Di balik rambut yang sedikit menutupi mata, Rio menatap bangunan akademi dengan sorot dingin namun dalam.
“Nah… akhirnya. Waktunya menunjukkan kekuatanku yang sebenarnya,” ucapnya pelan, menggenggam udara di depan dengan mantap.
Tiba-tiba…
Suara roda kereta berhenti di belakangnya.
Seorang pemuda dengan rambut acak-acakan turun dari kereta dengan koper besar di tangannya.
“Yoo…” sapa pemuda itu santai.
Rio menoleh perlahan. Matanya menyipit, lalu mengangkat alis.
“Hahh!? Kamu siapa, paman?” katanya datar.
Pemuda itu terdiam. Suasana jadi canggung sejenak.
“Paman dengkulmu!!!” bentaknya, wajah memerah.
“Ini aku, Nero lah!! Masa nggak kenal!?”
Rio diam sebentar, lalu memicingkan mata.
“Ohh… Nero yang kalah di Turnamen Pedang itu ya… Nah, aku ingat sekarang.” Senyum tipisnya menyebalkan.
Nero mengepalkan tangan, matanya menajam.
“Hemm… itu mah dulu. Kalau sekarang gimana? Mau coba nggak?” tantangnya.
Rio memejamkan mata, angin berhembus lembut.
“Ada-ada aja… Kalau begitu, kita coba aja… di sini.”
Aura mereka mulai beradu, suasana jadi panas. Murid-murid lain melirik dengan waspada.
Namun…
Suara roda kereta mewah terdengar. Kereta berhenti di dekat mereka, dikelilingi penjaga kehormatan. Seorang gadis turun anggun dari dalamnya, Putri Elvaria Caelthina.
Rambut panjang dan gaun akademi mewah membuat semua orang terpaku.

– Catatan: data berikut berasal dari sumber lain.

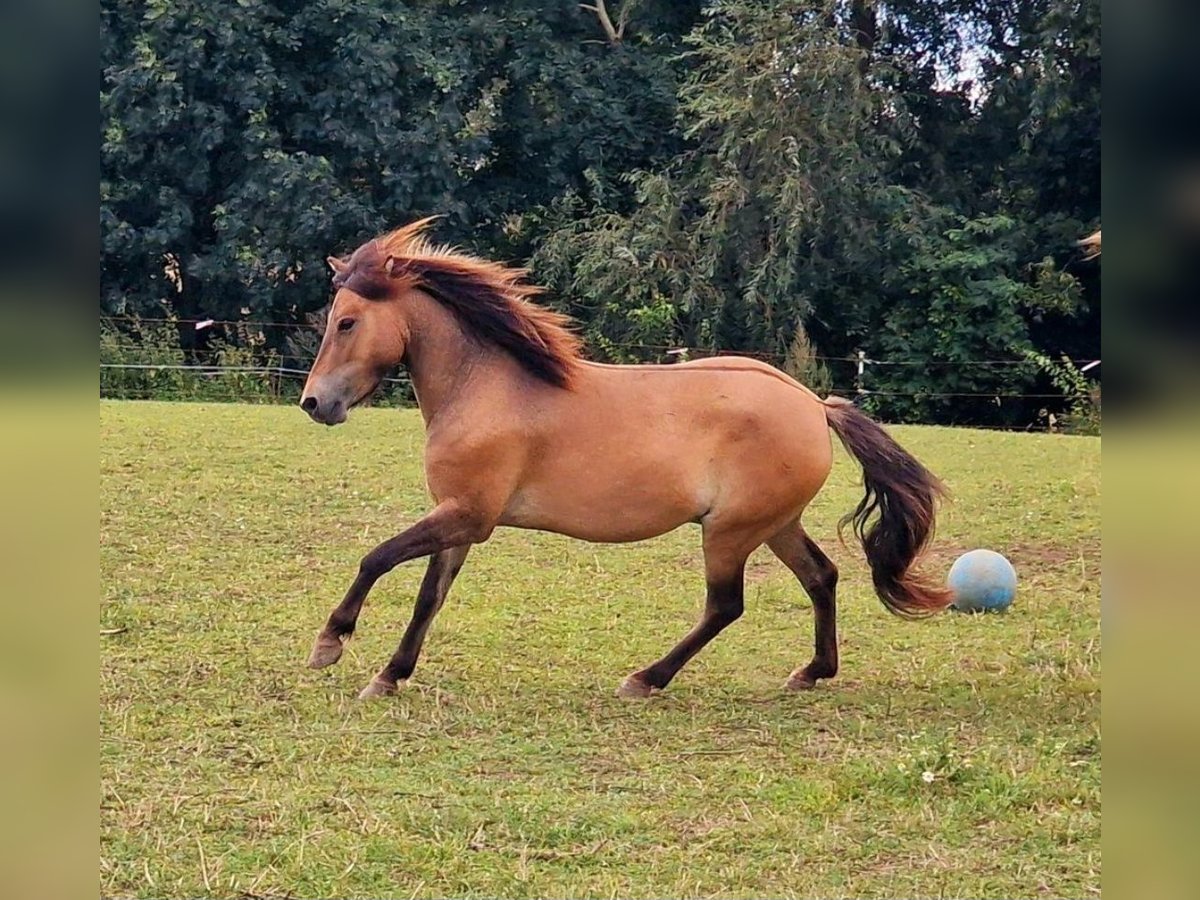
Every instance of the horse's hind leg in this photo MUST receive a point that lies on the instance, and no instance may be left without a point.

Rio menoleh… dan matanya membelalak.
“BenTaRR…!! Nero!!! Aku pergi ke toilet dulu!!” katanya panik lalu kabur secepat kilat.
“Gawat… dia benar-benar datang ke akademi ini!?” pikirnya, keringat dingin menetes.
Nero berdiri terpaku. Lalu mencibir.
“Cih… pengecut.”
Suara lembut menyapa dari belakang.
“Ternyata kau juga di sini ya… Nero.”
Nero menoleh. Awalnya malas… tapi kemudian membelalak.
“Ngapain dah anak kecil ini di akademi ini….”
Begitu menyadari siapa dia, matanya membesar.
“Ahhh… Maafkan saya, Putri!!” katanya cepat-cepat membungkuk.
Putri Elvaria tertawa kecil.
“Gak apa-apa kok… hahaha~”
[Bab ditutup dengan suara tawa Putri yang menggema lembut, di tengah Akademi Veltrana yang mulai ramai menyambut hari baru.]